I recently got asked about best practices for dependency management by an old colleague. In response, I wrote the following which I realized might be useful to a broader audience.
So … things like github’s new notification on this have been automated via platforms like CodeClimate or via Jenkins internally at dev shops for a long time using tools such as:
- Bundler Audit (Ruby)
- Safety Check (Python)
- Dependency Check (Java)
Generally, we write these checks into a build so that the build fails if there are vulnerabilities in libraries. We have contributed to an open source project called Glue that makes it easy to run tools such as these and then push the results into JIRA or a CSV for easier integration with normal workflows.
Note that there are also commercial tools that do that ranging from Sonatype to BlackDuck to Veracode’s Software Composition Analysis. I generally recommend starting with an open source thing to prove you can do the process around the thing and then improving the thing.
At a higher level, I pretty much always recommend that companies adopt a tiered response system such as the following:
- Critical – This needs to get fixed ASAP, interrupts current development and represents a new branch of whatever is in Prod. Typical target turnaround is < 24 hours. Examples of vulnerabilities in this category might be remote code execution in a library – especially if it is weaponized.
- Flow – This should get fixed in the next Sprint or a near term unit of work, within the flow of normal development. These types of issues might need to get addressed within a week or two. Typical examples are XSS (in non major sites, major sites treat XSS like an emergency).
- Hygiene – These are things that really aren’t severe issues but if we don’t step back and handle them, bad things could happen. If we don’t update libraries when they come out with minor updates then we get behind. The problem with being far behind (eg. 3 year old JQuery) is that if there is an issue and the best fix is to update to current, the actual work to remediate could involve API changes that require substantial development work. So philosophically, I think of this as being the equivalent of keeping ourselves in a position where we could realistically meet our Critical SLA (say 24 hours) on updating to address any given framework bug.

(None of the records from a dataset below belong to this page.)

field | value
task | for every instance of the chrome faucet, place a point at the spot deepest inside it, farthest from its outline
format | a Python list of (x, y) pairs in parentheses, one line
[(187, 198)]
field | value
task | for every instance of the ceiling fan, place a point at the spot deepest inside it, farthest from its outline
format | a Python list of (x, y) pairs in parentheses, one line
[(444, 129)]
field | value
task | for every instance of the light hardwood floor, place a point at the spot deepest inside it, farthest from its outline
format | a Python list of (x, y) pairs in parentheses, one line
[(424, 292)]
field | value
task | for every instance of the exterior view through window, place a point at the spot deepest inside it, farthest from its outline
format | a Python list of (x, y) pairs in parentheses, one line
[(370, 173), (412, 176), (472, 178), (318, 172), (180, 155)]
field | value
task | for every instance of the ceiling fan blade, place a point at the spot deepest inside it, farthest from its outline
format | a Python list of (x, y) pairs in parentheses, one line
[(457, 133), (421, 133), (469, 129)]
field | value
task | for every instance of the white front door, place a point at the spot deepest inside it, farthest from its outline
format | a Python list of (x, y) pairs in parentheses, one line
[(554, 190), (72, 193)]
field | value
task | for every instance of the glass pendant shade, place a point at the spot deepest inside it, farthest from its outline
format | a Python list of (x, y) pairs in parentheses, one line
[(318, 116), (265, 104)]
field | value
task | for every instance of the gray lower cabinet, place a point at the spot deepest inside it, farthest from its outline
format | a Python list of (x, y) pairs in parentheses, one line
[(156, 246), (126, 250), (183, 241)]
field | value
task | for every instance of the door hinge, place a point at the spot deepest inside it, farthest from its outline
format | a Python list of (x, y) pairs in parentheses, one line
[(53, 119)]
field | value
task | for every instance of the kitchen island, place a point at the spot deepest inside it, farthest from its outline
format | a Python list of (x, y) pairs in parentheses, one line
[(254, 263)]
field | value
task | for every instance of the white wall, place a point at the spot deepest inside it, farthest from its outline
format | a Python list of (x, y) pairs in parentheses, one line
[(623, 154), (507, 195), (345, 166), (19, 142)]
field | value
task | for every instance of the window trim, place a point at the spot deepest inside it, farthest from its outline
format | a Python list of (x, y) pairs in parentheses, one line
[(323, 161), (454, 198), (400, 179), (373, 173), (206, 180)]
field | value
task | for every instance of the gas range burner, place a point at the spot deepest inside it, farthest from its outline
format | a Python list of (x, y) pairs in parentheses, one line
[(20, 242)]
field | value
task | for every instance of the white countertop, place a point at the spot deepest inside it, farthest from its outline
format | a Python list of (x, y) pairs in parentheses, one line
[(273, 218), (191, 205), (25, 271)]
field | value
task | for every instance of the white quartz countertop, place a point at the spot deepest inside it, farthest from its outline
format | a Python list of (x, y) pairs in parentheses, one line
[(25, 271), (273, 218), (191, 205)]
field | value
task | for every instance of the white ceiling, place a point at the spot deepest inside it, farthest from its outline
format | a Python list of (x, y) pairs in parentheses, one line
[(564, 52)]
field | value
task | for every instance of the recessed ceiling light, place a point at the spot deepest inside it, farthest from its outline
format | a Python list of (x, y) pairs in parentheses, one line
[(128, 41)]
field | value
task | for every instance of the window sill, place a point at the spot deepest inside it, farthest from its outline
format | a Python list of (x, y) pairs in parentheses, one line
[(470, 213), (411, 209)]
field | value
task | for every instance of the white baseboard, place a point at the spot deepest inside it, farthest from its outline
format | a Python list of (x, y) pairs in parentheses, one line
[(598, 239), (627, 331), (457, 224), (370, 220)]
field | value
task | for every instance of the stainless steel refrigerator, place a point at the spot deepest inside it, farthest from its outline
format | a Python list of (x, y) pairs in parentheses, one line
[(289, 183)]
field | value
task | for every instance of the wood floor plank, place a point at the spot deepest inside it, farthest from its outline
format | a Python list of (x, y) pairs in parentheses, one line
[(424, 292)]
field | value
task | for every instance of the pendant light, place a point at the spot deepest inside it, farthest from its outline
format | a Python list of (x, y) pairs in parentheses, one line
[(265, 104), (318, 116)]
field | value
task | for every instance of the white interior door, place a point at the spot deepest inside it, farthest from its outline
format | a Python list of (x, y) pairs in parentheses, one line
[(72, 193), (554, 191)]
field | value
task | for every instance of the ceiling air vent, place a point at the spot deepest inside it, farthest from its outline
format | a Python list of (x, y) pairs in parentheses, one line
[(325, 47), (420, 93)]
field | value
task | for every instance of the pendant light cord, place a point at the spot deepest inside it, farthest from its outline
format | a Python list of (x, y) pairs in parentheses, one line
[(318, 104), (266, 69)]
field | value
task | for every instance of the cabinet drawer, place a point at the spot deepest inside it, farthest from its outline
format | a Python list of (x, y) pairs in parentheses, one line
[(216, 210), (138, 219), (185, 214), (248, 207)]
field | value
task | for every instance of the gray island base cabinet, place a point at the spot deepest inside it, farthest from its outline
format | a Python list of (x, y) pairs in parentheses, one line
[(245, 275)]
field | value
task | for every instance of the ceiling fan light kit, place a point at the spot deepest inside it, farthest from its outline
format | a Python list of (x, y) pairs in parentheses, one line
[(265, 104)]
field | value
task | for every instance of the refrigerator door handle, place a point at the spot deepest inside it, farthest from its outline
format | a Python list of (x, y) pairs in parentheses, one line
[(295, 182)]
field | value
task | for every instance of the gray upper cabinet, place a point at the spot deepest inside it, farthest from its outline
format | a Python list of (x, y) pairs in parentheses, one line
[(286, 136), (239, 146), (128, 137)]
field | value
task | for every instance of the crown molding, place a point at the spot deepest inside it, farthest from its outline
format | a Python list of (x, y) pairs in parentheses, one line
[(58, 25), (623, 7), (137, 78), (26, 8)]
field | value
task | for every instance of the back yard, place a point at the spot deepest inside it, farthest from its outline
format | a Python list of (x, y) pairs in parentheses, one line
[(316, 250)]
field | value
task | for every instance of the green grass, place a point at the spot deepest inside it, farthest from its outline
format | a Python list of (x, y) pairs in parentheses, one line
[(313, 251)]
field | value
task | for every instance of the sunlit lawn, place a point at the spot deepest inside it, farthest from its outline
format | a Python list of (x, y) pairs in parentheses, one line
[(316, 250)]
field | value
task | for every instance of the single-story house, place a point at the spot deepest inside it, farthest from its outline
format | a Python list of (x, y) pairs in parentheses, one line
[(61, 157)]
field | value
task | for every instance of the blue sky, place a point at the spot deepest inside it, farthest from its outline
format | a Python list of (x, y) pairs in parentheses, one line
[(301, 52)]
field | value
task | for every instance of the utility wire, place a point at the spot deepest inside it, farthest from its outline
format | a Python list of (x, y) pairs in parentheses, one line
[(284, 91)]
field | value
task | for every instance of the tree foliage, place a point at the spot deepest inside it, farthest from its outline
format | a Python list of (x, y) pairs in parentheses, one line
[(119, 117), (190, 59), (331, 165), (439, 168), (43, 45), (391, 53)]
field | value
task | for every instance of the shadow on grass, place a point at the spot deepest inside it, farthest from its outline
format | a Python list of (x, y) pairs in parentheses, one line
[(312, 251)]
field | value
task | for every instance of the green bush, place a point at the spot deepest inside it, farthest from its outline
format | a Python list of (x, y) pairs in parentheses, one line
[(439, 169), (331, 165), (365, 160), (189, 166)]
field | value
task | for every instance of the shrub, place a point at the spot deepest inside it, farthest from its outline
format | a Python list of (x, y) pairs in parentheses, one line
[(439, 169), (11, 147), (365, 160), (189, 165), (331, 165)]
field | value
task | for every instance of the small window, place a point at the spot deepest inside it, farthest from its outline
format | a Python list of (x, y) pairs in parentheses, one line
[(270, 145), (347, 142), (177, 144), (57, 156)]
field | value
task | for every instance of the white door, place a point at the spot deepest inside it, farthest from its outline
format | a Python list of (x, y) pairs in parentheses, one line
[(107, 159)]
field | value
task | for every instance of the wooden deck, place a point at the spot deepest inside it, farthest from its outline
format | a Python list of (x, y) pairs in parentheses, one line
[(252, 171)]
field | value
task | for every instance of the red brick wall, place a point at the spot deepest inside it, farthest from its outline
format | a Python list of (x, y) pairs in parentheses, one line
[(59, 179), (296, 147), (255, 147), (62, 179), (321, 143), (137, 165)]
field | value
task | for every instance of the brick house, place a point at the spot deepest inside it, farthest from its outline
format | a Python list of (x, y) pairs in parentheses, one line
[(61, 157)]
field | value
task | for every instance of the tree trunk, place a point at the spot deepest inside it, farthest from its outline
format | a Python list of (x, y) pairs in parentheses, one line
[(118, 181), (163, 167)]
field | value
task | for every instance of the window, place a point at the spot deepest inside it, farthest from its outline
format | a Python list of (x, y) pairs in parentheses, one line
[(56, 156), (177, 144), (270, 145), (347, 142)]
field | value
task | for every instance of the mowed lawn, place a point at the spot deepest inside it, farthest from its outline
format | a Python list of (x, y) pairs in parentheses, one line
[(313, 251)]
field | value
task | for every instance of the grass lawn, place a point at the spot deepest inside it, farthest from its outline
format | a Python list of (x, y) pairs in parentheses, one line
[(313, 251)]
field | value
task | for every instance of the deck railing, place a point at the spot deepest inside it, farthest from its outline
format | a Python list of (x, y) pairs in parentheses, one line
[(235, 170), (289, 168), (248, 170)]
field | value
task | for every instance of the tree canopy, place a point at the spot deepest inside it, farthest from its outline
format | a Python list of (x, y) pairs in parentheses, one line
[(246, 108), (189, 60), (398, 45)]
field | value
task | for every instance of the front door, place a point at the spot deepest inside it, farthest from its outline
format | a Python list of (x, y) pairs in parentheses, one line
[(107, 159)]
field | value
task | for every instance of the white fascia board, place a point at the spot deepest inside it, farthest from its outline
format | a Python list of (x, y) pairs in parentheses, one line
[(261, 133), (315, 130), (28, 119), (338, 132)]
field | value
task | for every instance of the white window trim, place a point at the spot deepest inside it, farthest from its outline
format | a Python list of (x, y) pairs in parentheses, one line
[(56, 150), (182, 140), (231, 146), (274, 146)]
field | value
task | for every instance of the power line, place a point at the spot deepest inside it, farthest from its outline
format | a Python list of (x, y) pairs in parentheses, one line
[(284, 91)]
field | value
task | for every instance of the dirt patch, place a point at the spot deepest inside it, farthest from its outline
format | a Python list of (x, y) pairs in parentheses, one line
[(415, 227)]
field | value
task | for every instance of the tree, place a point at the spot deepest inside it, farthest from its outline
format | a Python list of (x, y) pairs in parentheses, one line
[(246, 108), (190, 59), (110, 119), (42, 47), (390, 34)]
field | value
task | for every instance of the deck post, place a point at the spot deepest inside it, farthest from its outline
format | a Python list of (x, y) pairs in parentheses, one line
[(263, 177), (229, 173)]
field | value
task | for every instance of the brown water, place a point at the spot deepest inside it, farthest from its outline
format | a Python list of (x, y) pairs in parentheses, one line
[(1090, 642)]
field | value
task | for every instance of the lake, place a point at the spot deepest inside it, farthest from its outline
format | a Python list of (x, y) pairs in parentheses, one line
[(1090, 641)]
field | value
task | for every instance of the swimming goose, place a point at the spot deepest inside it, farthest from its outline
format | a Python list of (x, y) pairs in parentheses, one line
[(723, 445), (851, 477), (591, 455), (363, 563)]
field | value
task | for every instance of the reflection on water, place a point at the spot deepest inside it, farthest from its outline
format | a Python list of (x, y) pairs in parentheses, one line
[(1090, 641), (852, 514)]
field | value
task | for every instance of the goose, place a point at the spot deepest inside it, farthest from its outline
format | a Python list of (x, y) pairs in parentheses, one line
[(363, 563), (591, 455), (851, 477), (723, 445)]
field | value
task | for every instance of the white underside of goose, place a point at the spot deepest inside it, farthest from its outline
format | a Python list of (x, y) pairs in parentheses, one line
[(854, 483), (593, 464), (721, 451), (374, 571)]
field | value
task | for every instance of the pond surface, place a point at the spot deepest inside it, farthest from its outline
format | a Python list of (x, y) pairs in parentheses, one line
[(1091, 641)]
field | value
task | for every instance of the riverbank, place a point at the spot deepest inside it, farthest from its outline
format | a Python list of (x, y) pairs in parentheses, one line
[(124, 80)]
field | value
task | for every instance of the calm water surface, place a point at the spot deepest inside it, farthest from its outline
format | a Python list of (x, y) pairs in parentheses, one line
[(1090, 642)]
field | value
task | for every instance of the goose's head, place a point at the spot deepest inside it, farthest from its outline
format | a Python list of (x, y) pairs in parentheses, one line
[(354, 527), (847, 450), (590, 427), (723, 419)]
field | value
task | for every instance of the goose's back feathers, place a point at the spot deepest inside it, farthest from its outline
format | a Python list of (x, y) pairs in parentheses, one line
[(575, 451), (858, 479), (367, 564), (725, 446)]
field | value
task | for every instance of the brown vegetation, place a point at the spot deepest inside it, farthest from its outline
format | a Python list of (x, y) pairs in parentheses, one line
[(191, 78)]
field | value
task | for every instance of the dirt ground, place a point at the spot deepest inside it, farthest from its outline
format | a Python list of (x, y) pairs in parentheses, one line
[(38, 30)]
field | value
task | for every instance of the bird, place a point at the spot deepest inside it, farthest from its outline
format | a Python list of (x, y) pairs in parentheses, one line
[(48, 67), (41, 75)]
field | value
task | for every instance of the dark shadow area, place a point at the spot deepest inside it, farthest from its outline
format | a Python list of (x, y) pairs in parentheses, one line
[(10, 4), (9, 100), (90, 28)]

An important part of this is figuring out how a new identified issue gets handled in the context of the tiering system. In other words, if a new issue arises, we want to know who (a team?) gets to determine which tier it should be handled as. We definitely do not want to be defining the process and figuring this all out while an active major issue looms in the background.
Of course, with all of this and particularly the hygiene part, we need to be pragmatic and have a way to negotiate with dev teams. We can weigh the cost of major updates to a system against the cost of keeping it running. Planned retirement of applications can be the right answer for reducing overall risk.
Ultimately, we want to translate the risk we see with this into terms stakeholders can understand so that they don’t balk at the hygiene work and they are prepared when we need to drop current work to accommodate critical updates.